JACKSON v. COMMISSIONER OF INTERNAL REVENUE (2020)
United States Court of Appeals, Ninth Circuit.
Brent JACKSON, Petitioner-Appellant, v. COMMISSIONER OF INTERNAL REVENUE, Respondent-Appellee.
Decided: March 10, 2020
Before: MURGUIA, CHRISTEN, and BADE, Circuit Judges.
Brent Jackson, Pro Se Joan I. Oppenheimer, Rachel Ida Wollitzer, Esquire, Attorney, DOJ - U.S. Department of Justice, Tax Division/Appellate Section, Washington, DC, William J. Wilkins, Chief Counsel, Internal Revenue Service, Washington, DC, for Respondent - Appellee
Brent Jackson appeals pro se from the Tax Court's order dismissing for failure to state a claim his petition challenging the Commissioner of Internal Revenue's notice of tax deficiency for the 2011 tax year. We have jurisdiction under 26 U.S.C. § 7482(a)(1). We review de novo. Grimes v. Comm'r, 806 F.2d 1451, 1453 (9th Cir. 1986). We affirm.
The Tax Court properly dismissed Jackson's petition for failure to state a claim because Jackson failed to set forth “a clear and concise assignment” of error or any facts demonstrating error in the Commissioner's determinations. T.C.R. 36(b)(4); Urban v. Comm'r, 964 F.2d 888, 889-890 (9th Cir. 1992) (noting that the requirements of the Internal Revenue Manual are “not mandatory”); Hughes v. United States, 953 F.2d 531, 536 (9th Cir. 1992) (explaining that “[t]he delegation of authority down the chain of command, from the Secretary, to the Commissioner of Internal Revenue, to local IRS employees constitutes a valid delegation by the Secretary to the Commissioner, and a redelegation by the Commissioner to the delegated officers and employees”); see also United States v. Hanson, 2 F.3d 942, 945 (9th Cir. 1993) (rejecting the argument that a natural born citizen of a state is not subject to the tax code); United States v. Buras, 633 F.2d 1356, 1361 (9th Cir. 1980) (explaining that “the Sixteenth Amendment is broad enough to grant Congress the power to collect an income tax regardless of the source of the taxpayer's income”).
We do not consider matters not specifically and distinctly raised and argued in the opening brief. See Padgett v. Wright, 587 F.3d 983, 985 n.2 (9th Cir. 2009).

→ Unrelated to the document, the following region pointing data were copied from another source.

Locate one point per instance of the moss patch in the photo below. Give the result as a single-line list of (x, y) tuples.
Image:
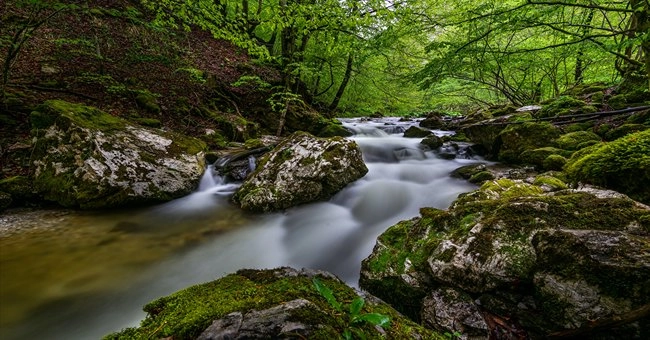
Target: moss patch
[(622, 165), (185, 314)]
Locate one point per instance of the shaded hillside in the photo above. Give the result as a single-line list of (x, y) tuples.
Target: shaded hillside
[(110, 56)]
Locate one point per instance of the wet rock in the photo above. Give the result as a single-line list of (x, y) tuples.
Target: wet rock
[(416, 132), (86, 158), (299, 170), (577, 140), (433, 121), (5, 200), (432, 141), (621, 165), (518, 138), (267, 304), (447, 309), (545, 257), (276, 321)]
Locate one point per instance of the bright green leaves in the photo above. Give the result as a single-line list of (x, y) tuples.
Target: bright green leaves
[(327, 294), (355, 318)]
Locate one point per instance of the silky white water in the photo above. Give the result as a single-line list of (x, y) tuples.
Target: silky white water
[(111, 264)]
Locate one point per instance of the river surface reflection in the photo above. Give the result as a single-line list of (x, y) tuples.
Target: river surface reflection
[(81, 275)]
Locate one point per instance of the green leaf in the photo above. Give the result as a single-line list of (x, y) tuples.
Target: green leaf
[(359, 333), (356, 306), (375, 319), (327, 294)]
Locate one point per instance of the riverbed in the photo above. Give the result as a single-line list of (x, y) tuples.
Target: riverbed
[(79, 275)]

Jackson's motion to take judicial notice (Docket Entry No. 10) is denied as moot. Jackson's motion to correct his address and the case caption (Docket Entry No. 11) is granted in part to update his current mailing address on file with the court but denied in all other respects. Jackson's request for an evidentiary hearing, set forth in the opening brief, is denied.